However, if there are more customers, or if new customers appear frequently, the prolonged waiting time for repayment of receivables can rightly worry the entrepreneur. In such a situation, the use of factoring (and accompanying additional services) will allow not only to secure funds, but also to ensure the handling of receivables, including contacting debtors and assessing their solvency.
Guarantee function of factoring
The guarantee, security or del credere function occurs only when the factor assumes the risk of the debtor’s insolvency.
Full assumption of solvency risk occurs only in full factoring (proper factoring) and is usually preceded by a thorough assessment of the debtor’s finances.

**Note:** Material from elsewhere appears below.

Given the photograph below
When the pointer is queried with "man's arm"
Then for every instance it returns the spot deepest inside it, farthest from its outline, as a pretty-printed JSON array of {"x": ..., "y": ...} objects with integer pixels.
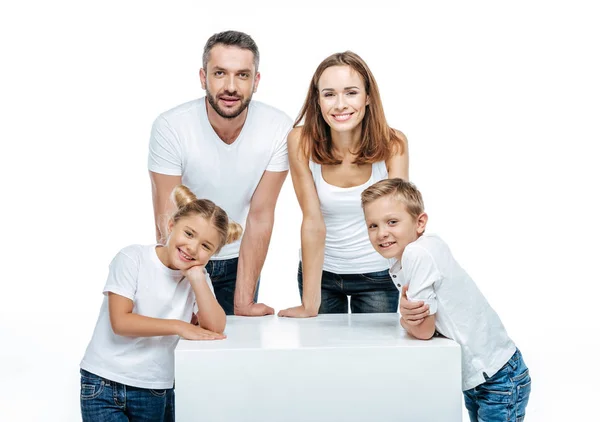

It is also possible to assume the risk of insolvency up to a certain amount, determined at the stage of concluding the factoring agreement. If the amount owed by the debtor exceeds the amount mentioned above, the responsibility for repayment reverts to the factor. Such factoring is called mixed factoring, as it combines features of full and partial factoring.
A multitude of possibilities
While it is indisputable that the receivables financing function is the essence of factoring, the other options should not be underestimated.
Other functions of factoring are the handling of receivables by the factor, which can take a fair amount of responsibility off the shoulders of the entrepreneur, and the function of the del credere, allowing you to virtually forget about your receivables – assumption of the full risk of insolvency by the factoring company involves additional costs, of course, but in return it offers an immediate solution to the problem, independent of what happens later.